In 1971, Venet decided to cease his artistic work to travel throughout the United States, Europe, and Japan. He even taught art and art theory in Sorbonne, France, lecturing throughout Europe as well. At the time, retrospectives of his work were held at the Krefeld Museum, Germany, and New York Cultural Center, New York.
While pausing, Venet resumed his work based on mathematical systems, in paintings, wood reliefs, and sculpture as he wrote about conceptual art and his own work to the time. Upon the return to New York, he soon began his first piece of the series titled Angles and Arcs, a group of extremely restrained paintings of elementary geometrical figures.
In 1983 Seth Schneidman produced the film Bernar Venet 1983 in New York. Next year he held a first exhibition of Indeterminate Lines sculptures, a series based on randomly created lines, at Galerie Templon, Paris. Venet said about his sculptures:
“They are all about how metal resists. They are a test of strength—a battle between myself and the piece of metal.”
In the 1990s, Venet composed various musical compositions, such as Resonance and Sound. During this time, he had his first furniture exhibition at Galerie Mostra, Paris, and then Galerie Eric Van de Weghe in Brussels. In 2001, Assouline published Furniture, a book on all of his designs.

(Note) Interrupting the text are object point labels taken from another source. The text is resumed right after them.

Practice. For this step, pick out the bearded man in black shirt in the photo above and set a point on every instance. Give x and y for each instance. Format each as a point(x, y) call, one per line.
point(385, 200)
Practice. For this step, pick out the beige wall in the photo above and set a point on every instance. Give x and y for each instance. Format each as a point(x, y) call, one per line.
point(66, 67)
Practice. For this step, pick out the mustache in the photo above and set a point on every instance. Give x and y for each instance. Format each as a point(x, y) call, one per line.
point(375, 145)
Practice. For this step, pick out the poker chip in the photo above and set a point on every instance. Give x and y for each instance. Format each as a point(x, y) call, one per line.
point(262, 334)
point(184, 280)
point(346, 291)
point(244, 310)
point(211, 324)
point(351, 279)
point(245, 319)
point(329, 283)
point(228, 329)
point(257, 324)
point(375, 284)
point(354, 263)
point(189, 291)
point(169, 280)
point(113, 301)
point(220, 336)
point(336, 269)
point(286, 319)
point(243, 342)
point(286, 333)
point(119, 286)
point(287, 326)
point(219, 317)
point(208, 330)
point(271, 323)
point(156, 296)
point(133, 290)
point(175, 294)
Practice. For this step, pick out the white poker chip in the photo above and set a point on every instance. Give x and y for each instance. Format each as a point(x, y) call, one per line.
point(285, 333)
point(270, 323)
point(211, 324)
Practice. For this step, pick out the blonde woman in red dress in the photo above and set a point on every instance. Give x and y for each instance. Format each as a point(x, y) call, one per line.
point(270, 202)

In 2000, he began a series of monumental wall paintings. At the time, Venet also created sound recordings, films (on film festival in Montreal Venet presented his film Acier Roulé XC-10), as well as furniture and stained glass.
In 2005, the artist was named Chevalier de la Légion d’honneur, France’s highest decoration and next year, in 2006, Venet received the Robert Jacobsen prize for sculpture from the Würth Stiftung in Germany.
In 2007, his piece Saturation on the ceiling of the Cour des Comptes in Paris was inaugurated by President Jacques Chirac. In 2008, Sotheby's invited for the first time a single artist, Venet, to present his work on the grounds of the Isleworth Country Club.
Continuing to evolve each day, Venet still works in many different mediums – sculpture, painting, photography, film, music composition, performance art and furniture design.